I know that once a tank isn't shooting I should leave it alone but I'm struggling with the getting there. Recognizing that I seem to be having horrendous luck with the dice rolls I'm really after some advice on what other players do to mitigate this issue. I've been playing DE for a while now and what I've found kind of ironic is the games where my "luck" is good are the games where I don't really need it - typically pick up games against poor generals / poor lists. But in games where I'm against a decent opponent with a decent list my "luck" seems to fall apart. It has as far as I can tell nothing to do with generalship - we're talking turn one, pitched battle here, I'm able to prioritize threats properly, work cover to my advantage, etc but DE more than any other army can win or lose a game in a single bad phase, and aside from packing in as many AT shots as I can (which with 17 lances/blasters at 1700 points I feel I've done succesfully) to allow for redundancy I'm not sure what I can do to recover.

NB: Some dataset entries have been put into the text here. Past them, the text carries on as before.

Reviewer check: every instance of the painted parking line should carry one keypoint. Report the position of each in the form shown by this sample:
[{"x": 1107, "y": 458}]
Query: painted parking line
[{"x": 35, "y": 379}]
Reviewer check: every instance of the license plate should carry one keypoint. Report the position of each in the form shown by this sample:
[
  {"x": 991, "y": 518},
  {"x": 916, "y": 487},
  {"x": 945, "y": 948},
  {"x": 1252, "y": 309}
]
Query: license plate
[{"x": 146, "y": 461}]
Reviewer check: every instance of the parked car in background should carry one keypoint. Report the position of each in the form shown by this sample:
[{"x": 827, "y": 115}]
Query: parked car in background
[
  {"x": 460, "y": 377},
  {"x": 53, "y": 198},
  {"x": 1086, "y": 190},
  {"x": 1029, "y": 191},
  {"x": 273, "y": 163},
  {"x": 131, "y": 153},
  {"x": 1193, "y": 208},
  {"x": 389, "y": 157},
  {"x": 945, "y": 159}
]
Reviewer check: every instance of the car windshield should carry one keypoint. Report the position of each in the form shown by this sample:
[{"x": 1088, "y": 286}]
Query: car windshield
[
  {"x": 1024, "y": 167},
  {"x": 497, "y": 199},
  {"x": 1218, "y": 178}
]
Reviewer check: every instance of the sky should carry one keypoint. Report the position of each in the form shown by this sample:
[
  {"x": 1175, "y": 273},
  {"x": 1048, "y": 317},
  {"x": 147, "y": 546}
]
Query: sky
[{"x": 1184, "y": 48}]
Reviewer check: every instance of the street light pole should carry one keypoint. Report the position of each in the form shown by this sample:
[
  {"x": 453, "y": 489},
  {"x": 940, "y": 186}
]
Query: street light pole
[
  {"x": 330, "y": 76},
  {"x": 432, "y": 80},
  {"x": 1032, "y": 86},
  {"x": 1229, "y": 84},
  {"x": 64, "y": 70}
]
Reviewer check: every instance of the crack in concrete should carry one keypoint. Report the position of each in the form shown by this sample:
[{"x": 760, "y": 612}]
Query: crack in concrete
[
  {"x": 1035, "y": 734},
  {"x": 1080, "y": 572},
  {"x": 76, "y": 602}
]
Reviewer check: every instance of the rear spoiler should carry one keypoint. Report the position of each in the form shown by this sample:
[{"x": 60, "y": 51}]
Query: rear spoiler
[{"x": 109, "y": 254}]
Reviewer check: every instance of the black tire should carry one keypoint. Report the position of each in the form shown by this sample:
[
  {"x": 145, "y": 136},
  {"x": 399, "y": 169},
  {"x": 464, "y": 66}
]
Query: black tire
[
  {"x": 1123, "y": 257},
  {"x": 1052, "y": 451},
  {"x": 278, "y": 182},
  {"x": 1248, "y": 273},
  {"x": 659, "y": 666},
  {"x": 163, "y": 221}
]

Tips?

*note* folks may _feel_ that buying multiple cubes of dice helps them out but aside from insignificant manufacturing tollerences any one dice from any one cube is just as likely to roll a one when you don't need it as any other. So the adage of using different dice is nothing more than superstition.

sample armylist


----------



## Fallen (Oct 7, 2008)

clever handle said:


> *note* _Removed by the Inquisition_


:grin: :victory:


----------



## ohiocat110 (Sep 15, 2010)

clever handle said:


> I've been playing DE for a while now and what I've found kind of ironic is the games where my "luck" is good are the games where I don't really need it - typically pick up games against poor generals / poor lists. But in games where I'm against a decent opponent with a decent list my "luck" seems to fall apart.


Any tabletop wargamer (except naturally lucky people, which I believe do exist) will recognize this phenomenon. Better opponents can squeeze out those extra modifiers, play ranges, and shape the battlefield to their strategy better than n00bs or even fairly experienced players. Those small modifiers and other intangible advantages are what provide them with that extra edge that appears as good luck. 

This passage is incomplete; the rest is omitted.